Obviously, we don’t live in such a world.
So I’m happy we have cryptography to protect privacy. I am also very aware that if we don’t solve the political problem, eventually cryptography won’t be enough. It will be outlawed, it will be filtered, and we can look at dictatorships like China or Iran to see them succeeding in that.
Similarly, in a perfect world, no one would use AI in an unethical way to rob people, to create addictive services or to implement racist policies.
We don’t live in such a world, so I’m happy that people who train models develop safeguards so that there is some resistance to do it. But as it is with cryptography, the amount of resistance that it can mount is limited, and with sufficient effort, bad actors can overcome it.
What is interesting is that you don’t have to provide a definition for that. The models, they learn it by themselves using their dataset and usually, if they are done well, have so much knowledge that it has a very strong academic knowledge about all the aspects of racism that even hardcore militants don’t know about.
To me that has been the biggest surprise that LLM gave us, which is that their emergent morality is actually very good and that you don’t need to force rules on them to become ethical.
Now I see where you are going and it does annoy me from time to time that some imposed limitations refuse to do some things.

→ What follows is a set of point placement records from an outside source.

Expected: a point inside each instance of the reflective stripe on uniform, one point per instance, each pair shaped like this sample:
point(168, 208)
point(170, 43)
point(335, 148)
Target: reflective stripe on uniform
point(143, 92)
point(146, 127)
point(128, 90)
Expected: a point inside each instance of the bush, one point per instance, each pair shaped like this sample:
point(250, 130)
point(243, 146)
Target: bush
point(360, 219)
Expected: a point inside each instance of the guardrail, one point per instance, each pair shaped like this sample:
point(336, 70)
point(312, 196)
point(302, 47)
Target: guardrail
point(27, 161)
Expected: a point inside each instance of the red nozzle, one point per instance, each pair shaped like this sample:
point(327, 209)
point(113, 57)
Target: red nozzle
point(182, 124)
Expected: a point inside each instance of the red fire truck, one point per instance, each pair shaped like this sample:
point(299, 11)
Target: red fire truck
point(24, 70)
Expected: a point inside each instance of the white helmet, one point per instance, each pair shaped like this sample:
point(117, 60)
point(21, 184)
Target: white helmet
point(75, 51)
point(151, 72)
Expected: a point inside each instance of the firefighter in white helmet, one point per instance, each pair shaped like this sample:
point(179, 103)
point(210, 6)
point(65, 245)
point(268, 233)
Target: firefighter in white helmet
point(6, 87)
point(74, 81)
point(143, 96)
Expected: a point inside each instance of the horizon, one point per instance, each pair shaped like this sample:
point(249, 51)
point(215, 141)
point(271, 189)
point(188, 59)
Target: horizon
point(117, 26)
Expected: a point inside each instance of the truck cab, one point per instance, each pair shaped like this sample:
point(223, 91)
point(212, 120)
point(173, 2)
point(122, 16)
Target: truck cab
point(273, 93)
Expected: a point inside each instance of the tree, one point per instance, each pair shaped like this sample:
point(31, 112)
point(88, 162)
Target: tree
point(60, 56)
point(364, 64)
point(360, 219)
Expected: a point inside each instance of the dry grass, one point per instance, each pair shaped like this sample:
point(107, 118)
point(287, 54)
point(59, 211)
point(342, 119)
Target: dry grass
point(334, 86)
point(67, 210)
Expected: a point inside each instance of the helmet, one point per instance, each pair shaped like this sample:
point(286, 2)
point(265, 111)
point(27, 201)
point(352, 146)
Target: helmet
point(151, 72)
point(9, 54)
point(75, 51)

One of the older model that I used to generate code at one point refused to fix my multi-threading because it didn’t like the implication that we would kill child processes and thought we were talking about murdering infants.
But you know, I’ll take that annoyance over a model that’s enthusiastic about killing people without any sort of pushback.
I mean the same cryptography that protects privacy is used by mailicious actors to keep their misdeeds secret. That’s technology, it gives us more power but it’s up to us to use it morally or anti-morally. I guess i just see whatever benefits you describe as equally usable for nefarious purposes.